Last January, while I was searing steak, I heard an instagram ping. It was from @thefilmzone, linking to Gaspar Noé’s 8-minute video for the YSL Summer 2021 collection. I met Gaspar, the son of my art mentor Luis Felipe Noé, when he was 9 years old, critiquing his father’s choice of colors with precocious audacity in their apartment at the House of 70 Balconies in Buenos Aires. He has lived in Paris since 1977 when the whole family had to flee Argentina’s military dictatorship and has become an enfant terrible of French cinema, venerated by many including John Waters.
This fashion featurette stars the actress Charlotte Rampling, 75, as a couture priestess in an empty theater. A bit like Ursula Andress in the sumptuous Cremaster 5 film by Matthew Barney. All is bathed in red, the red of velvet orchestra seats, the red of meaty rosebuds. The models, all skinny in their classically black outfits, promenade in an empty opera theater.
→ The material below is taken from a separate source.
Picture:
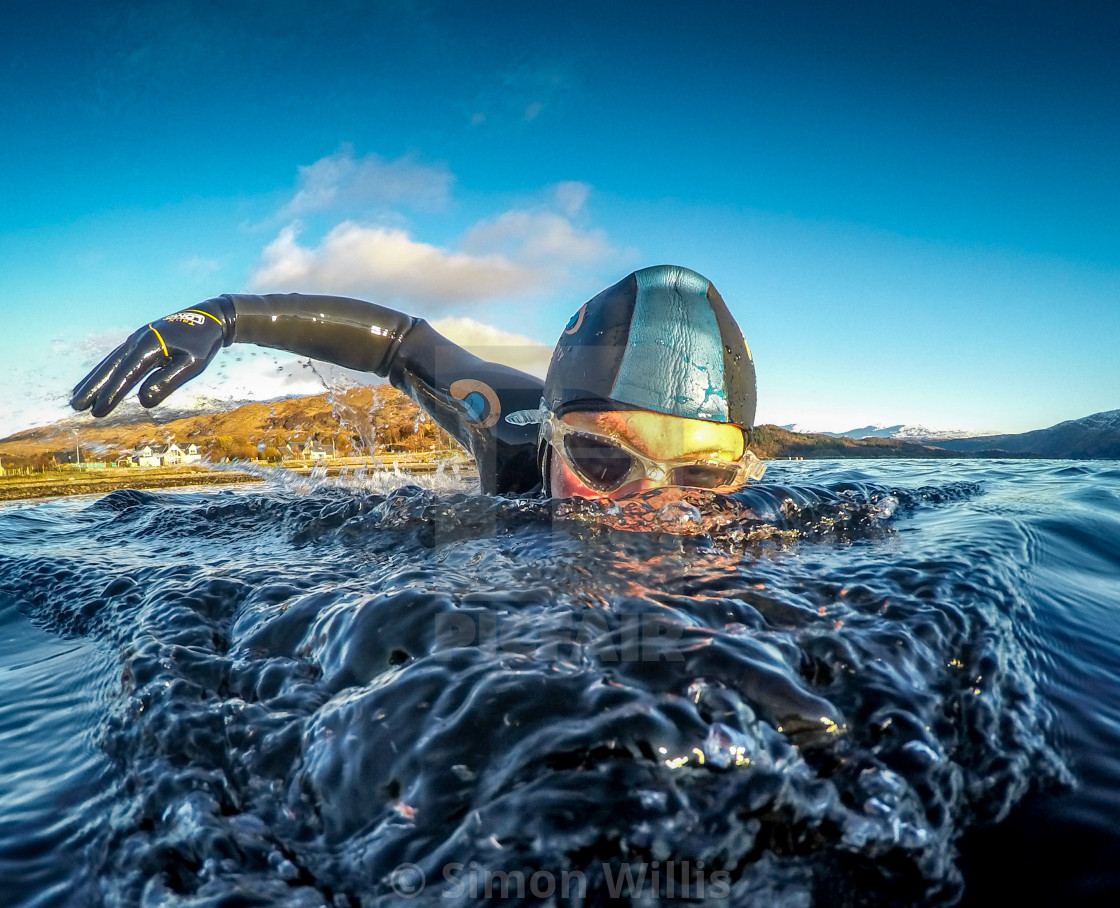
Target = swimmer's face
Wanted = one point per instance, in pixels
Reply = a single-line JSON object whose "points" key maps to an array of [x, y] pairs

What do models really eat? (That is, if they eat at all.) Testimonies are contradictory. Supermodel Bella Hadid told WWD: “My diet is pizza . . .” but then “[…] protein, veggies, and green juice” when interviewed by Harper’s Bazaar. Christie Brinkley, 67, with 724,000 followers in instagram, starts the day with warm water and lemon, then a cappuccino. She not only drinks it but draws on the foam. Yes, it’s “latte art.” It could be a heart, or a letter, the face of Jesus- or a latter day saint—even a model walking down the runway.